Los resultados del PSOE-A son los peores de la democracia, descendiendo incluso con respecto al bajón de los obtenidos por Susana Díaz. Con un mensaje contradictorio, en el seno de un desierto programático: Juanma no tiene ninguna capacidad de gestión para gastar los fondos que le manda el gobierno central, y, a la vez, Juanma se ha aprovechado de los fondos para ganar las elecciones. Esto y el tema recurrente de los recortes, sobre todo en el sector sanitario. Pero también, como en general, ausencia de lo andaluz, de la capacidad de un estatuto basado en una autonomía plena conquistada con millones de andaluces en la calle. Es decir, se ha olvidado recordar la historia del orgullo político andaluz, no tan lejano, que cada vez es más necesario refrescar porque incluso se ha caído de los libros de texto.

Lo de la señora Olona es de una película de Berlanga. Baste con una escena final: a la pregunta de un periodista de si, en función de los malos resultados, pensaba permanecer en Andalucía (como quiere el aparato de VOX), ella, muy en su papel de Agustina de Aragón en tierras calientes, respondió que solo Dios sabía esas cosas. Hay un estancamiento de VOX cuyo contenido, causas y consecuencias es preciso analizar más a fondo en textos ulteriores.

Campaña de bajo voltaje

La pregunta más repetida que me han hecho vecinos y amigos durante los días de campaña ha sido por qué íbamos en candidaturas diferentes Por Andalucía y Adelante Andalucía. El divorcio se produjo hace un año y medio aproximadamente, pues bien, en muchos casos el conocimiento de aquellas circunstancias no había llegado a la gente o una gran parte de ella no lo había asumido, o no lo había retenido (el inconsciente ideológico nos dijo Freud que a veces solo acuña lo admisible). Si a esto se suma la comedia de enredo a la hora de registrar la candidatura de Por Andalucía, podemos deducir uno de los problemas que hay en la base del resultado producido. Por tanto, Teresa se ha salido con la suya manteniendo Adelante Andalucía, pero ¿cuál es la suya, evitar cinco diputados más de Por Andalucía y no conseguir ella el grupo parlamentario?

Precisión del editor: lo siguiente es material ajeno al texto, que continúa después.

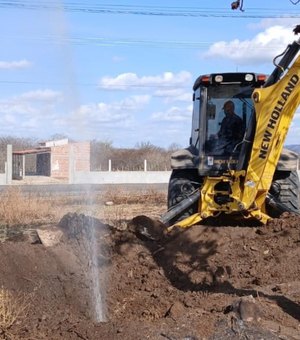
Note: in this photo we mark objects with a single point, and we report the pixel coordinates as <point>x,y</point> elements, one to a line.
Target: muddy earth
<point>89,280</point>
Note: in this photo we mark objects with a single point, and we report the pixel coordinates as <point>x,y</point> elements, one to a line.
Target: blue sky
<point>123,71</point>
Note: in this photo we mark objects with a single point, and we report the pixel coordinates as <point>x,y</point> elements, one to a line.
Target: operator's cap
<point>228,102</point>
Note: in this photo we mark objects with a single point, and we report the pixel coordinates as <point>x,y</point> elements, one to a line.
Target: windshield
<point>228,112</point>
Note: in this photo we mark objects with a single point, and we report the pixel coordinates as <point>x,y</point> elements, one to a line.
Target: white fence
<point>119,177</point>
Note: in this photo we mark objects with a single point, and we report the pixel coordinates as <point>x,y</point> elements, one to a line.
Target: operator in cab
<point>232,127</point>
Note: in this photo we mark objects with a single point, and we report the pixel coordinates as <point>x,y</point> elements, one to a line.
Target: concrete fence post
<point>9,165</point>
<point>72,169</point>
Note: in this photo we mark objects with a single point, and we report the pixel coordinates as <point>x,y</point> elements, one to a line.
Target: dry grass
<point>19,209</point>
<point>13,309</point>
<point>120,196</point>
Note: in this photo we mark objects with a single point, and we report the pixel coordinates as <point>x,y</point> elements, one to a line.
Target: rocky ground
<point>90,280</point>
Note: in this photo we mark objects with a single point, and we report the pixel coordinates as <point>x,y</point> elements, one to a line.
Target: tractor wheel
<point>285,191</point>
<point>182,183</point>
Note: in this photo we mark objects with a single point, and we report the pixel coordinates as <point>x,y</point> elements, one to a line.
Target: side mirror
<point>211,111</point>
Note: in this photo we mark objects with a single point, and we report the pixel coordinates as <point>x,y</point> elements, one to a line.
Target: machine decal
<point>264,147</point>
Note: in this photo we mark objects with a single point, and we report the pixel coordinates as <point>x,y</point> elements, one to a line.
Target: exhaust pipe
<point>180,207</point>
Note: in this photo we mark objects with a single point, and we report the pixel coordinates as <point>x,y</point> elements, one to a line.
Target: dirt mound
<point>202,283</point>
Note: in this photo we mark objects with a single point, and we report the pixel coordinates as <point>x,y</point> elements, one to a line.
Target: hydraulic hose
<point>180,207</point>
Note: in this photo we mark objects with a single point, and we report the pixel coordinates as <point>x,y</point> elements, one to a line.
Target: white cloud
<point>41,95</point>
<point>263,47</point>
<point>110,113</point>
<point>173,114</point>
<point>172,95</point>
<point>14,64</point>
<point>127,81</point>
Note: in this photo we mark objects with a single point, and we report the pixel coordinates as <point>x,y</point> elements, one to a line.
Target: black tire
<point>285,192</point>
<point>182,183</point>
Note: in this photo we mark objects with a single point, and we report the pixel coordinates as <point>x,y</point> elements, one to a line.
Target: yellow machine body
<point>274,108</point>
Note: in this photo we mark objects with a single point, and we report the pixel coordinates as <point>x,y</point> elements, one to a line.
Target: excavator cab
<point>239,169</point>
<point>215,135</point>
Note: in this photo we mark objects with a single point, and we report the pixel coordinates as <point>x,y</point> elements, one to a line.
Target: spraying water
<point>72,101</point>
<point>97,295</point>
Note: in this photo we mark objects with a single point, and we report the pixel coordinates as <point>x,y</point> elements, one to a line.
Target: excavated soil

En general, pues, una campaña de bajo voltaje, por razones del adelanto electoral, su coincidencia con la ola de calor y, sobre todo, los intereses del PP. Una campaña sin esquemas estratégicos y sin la presencia de la historia andalucista de clase; una campaña más ligada a los temas concretos, a las enmiendas parciales a los presupuestos, que a una propuesta programática de fondo.

Es de justicia reconocer el trabajo de las bases partidarias y de los simpatizantes. Ha habido campaña, capilar, permanente, extensa; una campaña que ha contado con los mítines más multitudinarios por parte de Por Andalucía, perfectamente anunciados y preparados (Córdoba, Málaga y Sevilla). Constituyendo el reencuentro de Yolanda Díaz, que se ha volcado, con Inma, que se ha dejado la piel, una nota de lujo a la hora de darle fuerza a la campaña. Y al final, en el mitin de Sevilla, a pesar de lo que se dijo, el querido bicho que saltó a escena no fue un pavo real, sino un pavo republicano: había simplemente que fijarse en sus colores.